Current ratio, quick ratio and the operating cash flow ratio are used in measuring the corporation’s liquidity. The current ratio usually refers to the ratio of current assets to the current liabilities while the quick ratio which is also known as the acid-test establishes whether the corporation can pay short-term liabilities without selling the inventory. On the other hand, operating cash flow ratio is determined by summing up the cash and the marketable securities over the current liabilities. It does not include all the current assets but the cash and cash equivalents. Basically, all these ratios try to measure if the firm can be able to pay its short-term debts by comparing the liquid assets to the short term liabilities. When the value of the ratio is higher then there is a larger margin of safety for the corporation to pay-off its short-term debts. However, these ratios have a great problem because they differ depending on the industry or the kind of corporation hence giving different values. ‘They also depend on the balance sheet date and therefore they cannot determine the position of the corporation round the year’ (Kirsch, 2010, p.113). Moreover, they don’t give the future trends but only give the present and past trends of the organization. Inflation cannot also be determined properly by these ratios. ‘These problems can be solved by using the DuPont analysis because it gives information on why the corporation’s profitability is low or high basing on its performance and the returns on equity’ (Rocher & Patrick, 2005, p 51).
3. What is the main difference between an investment banker and a commercial banker? Why were commercial banking and investment banking separated by the Banking Act of 1933? How has this separation affected current day banking practices
Regulations have changed the way in which commercial banking and investment banking is conducted. ‘A commercial banking has the main role in taking deposits for checking and savings accounts from the consumers which is not done by the investment banking’ (Efrat, 2005, p.35).
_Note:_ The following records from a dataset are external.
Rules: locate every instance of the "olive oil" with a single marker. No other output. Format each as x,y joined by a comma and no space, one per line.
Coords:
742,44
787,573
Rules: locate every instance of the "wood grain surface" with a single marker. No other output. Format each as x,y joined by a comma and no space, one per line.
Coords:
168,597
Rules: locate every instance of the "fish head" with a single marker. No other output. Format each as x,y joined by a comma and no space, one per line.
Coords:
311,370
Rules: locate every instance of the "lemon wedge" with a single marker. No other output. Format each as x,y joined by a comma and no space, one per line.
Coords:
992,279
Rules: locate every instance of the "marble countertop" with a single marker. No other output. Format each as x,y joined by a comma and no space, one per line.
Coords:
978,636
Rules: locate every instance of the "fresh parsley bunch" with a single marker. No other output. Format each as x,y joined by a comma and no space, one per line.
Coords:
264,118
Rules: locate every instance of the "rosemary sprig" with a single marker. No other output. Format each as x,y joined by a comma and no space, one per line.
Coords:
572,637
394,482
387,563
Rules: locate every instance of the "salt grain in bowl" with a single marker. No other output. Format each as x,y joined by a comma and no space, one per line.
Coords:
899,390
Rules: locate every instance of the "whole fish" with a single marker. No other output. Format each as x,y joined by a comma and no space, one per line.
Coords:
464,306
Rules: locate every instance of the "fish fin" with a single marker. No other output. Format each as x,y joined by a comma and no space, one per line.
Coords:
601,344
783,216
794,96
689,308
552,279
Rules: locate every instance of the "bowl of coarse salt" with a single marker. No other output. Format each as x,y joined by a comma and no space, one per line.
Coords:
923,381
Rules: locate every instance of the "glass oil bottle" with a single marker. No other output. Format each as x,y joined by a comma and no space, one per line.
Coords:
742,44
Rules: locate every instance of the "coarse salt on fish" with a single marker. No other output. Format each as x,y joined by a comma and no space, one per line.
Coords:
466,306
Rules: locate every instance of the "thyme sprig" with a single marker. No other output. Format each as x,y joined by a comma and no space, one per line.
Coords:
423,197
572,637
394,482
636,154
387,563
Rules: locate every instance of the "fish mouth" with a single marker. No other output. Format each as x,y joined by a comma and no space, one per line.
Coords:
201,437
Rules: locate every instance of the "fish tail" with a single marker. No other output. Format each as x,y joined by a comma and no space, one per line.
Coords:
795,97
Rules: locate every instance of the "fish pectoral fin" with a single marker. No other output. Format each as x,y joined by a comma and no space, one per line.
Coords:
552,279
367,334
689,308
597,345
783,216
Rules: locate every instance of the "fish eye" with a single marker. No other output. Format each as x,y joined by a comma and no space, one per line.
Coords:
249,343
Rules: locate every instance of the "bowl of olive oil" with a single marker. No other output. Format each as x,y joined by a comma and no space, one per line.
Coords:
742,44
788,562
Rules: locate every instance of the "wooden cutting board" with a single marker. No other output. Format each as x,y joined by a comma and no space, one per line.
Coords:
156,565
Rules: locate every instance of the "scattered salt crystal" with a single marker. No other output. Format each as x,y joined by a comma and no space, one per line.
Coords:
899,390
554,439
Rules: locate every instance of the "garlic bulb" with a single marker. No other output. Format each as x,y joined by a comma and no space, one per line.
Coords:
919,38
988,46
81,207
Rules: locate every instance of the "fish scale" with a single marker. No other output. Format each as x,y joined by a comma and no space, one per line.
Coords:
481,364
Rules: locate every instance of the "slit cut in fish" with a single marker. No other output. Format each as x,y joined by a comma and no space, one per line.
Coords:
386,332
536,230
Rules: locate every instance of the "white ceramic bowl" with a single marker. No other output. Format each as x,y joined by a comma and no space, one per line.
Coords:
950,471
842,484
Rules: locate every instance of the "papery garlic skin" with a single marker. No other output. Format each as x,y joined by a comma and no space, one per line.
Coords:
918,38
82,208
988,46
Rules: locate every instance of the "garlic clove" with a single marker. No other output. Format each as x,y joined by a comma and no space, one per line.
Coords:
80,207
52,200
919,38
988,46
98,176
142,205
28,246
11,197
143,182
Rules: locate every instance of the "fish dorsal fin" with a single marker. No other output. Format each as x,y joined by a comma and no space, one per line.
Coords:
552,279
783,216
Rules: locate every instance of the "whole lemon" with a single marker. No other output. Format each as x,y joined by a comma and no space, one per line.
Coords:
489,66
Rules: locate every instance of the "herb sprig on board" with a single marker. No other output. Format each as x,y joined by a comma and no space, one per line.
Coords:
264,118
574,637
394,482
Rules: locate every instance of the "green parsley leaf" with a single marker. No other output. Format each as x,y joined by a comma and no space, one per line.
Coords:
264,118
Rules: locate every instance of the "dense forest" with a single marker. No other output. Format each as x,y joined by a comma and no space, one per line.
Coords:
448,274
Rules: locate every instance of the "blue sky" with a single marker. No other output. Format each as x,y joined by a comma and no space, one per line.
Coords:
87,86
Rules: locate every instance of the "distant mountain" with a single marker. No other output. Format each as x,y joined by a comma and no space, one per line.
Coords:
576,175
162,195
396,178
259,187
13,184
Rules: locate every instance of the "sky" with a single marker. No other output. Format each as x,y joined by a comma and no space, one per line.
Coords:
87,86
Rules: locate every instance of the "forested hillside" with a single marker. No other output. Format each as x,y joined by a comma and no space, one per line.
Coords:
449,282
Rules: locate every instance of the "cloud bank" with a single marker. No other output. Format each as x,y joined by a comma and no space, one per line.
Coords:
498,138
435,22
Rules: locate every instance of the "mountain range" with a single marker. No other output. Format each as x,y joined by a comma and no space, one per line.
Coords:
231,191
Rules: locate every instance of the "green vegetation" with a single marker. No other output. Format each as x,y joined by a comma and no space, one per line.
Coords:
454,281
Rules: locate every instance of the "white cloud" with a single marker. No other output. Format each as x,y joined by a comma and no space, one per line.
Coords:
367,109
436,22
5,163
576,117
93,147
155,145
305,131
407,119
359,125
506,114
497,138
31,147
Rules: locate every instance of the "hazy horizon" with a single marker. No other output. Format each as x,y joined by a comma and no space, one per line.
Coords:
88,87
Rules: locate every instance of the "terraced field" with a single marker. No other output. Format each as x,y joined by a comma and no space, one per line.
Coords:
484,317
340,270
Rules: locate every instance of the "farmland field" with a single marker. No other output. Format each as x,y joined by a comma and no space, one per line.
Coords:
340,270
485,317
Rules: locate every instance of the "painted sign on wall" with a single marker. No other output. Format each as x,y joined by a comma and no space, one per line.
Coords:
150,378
They do not have an inventory of cash deposits to lend money as a commercial bank. It deals mainly with stock and bond markets. This separation was done in order to maintain the core aspects of these different lines of businesses in order to remain intact. ‘Both the investment bank and the commercial bank have the same end’ (Kapoor, 2004, p.56). That is, if a company may need a loan, it may consult a commercial bank for a financial support in form of a loan or it may also consult an investment bank to sell equity or debts in form of stocks or bonds.